Whether as a student, a college, or friend, whenever you spent time with Rod you always knew there would be fun, investigation, a pushing of the envelope, understanding, humor, attempts at accents, food, drink, and stories. Always a story. Stories that would start with Rod saying “Did I ever tell you about a guy I used to know?” and off you would go into a commune in Oregon, or a chum in La Mirada High School, the sands and surf of Seal Beach, or a bookstore in Santa Monica. If he found out you enjoyed a drink now and then he would ask, “Do you know who makes the best martini?” After your response he would go into a pretty good tale of who does make a very good martini, who he heard this from, the Maxfield Parrish art on the walls, what the bartenders are like, the name of the bartender who served him, the history of the establishment (and it did have to have history) and any other details that would make you wish you were in San Francisco at that moment sipping a martini at the Pied Piper Bar of the Sheraton Palace Hotel even if you really prefer beer. I remember him saying when he knew I was going to Boston, “Do you like oysters?” and off he went on a story about the Union Oyster House near Faneuil Hall in Boston where Daniel Webster sat eating oysters back in the day at the very heavy wooden bar that is still there today. “Get a pint of ale and a dozen oysters-You can’t go wrong.” Of course he was correct.
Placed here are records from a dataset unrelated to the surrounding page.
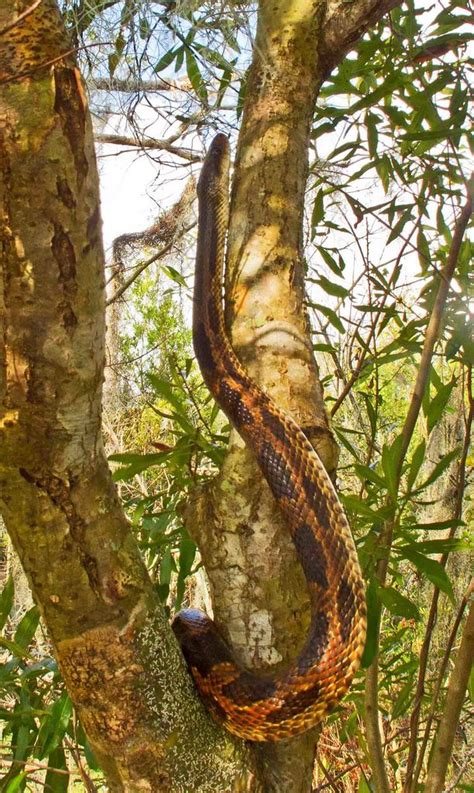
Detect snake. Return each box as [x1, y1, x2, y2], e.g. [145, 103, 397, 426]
[172, 133, 366, 741]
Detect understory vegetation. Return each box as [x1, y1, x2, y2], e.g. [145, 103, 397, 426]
[0, 0, 474, 793]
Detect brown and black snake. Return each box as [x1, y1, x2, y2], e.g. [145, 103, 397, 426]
[173, 134, 366, 741]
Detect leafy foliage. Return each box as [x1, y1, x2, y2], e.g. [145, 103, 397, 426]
[0, 0, 474, 793]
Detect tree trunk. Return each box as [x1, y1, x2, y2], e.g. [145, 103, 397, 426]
[187, 0, 396, 793]
[0, 0, 257, 793]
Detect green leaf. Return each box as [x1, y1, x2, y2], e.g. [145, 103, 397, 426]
[404, 537, 474, 554]
[354, 463, 387, 490]
[35, 691, 72, 760]
[316, 246, 344, 276]
[311, 303, 346, 334]
[161, 264, 188, 288]
[5, 771, 28, 793]
[0, 636, 32, 658]
[148, 373, 183, 412]
[315, 275, 350, 298]
[346, 74, 401, 115]
[382, 435, 402, 499]
[467, 666, 474, 703]
[340, 493, 392, 524]
[379, 586, 420, 621]
[407, 440, 426, 492]
[416, 448, 460, 493]
[361, 579, 382, 669]
[175, 537, 196, 610]
[311, 188, 324, 229]
[44, 746, 69, 793]
[357, 774, 373, 793]
[416, 226, 431, 273]
[404, 520, 465, 532]
[186, 47, 207, 105]
[424, 378, 456, 435]
[392, 677, 413, 719]
[394, 545, 454, 602]
[109, 452, 171, 482]
[15, 606, 40, 650]
[153, 47, 182, 74]
[0, 575, 15, 631]
[365, 112, 380, 160]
Talks of the 9th century Islamic world’s role in algebra, old movies like "Gunga Din" or “The Four Feathers”, equally old British mysteries like Lord Peter Wimsey or Sherlock Holmes, grounds crew exploits, explanations for algebra that made sense (even to me), who the best Volkswagen mechanic was (Han’s), the best bookstore in Berkeley (Moe’s), quotes of particular merit (“The Gods have coffee-stained teeth”), and spirited morning greetings are sprinkled through the years like good deli’s on the highway of life.

Sometimes we forget what a wonderful world this is, but Rod helped remind us.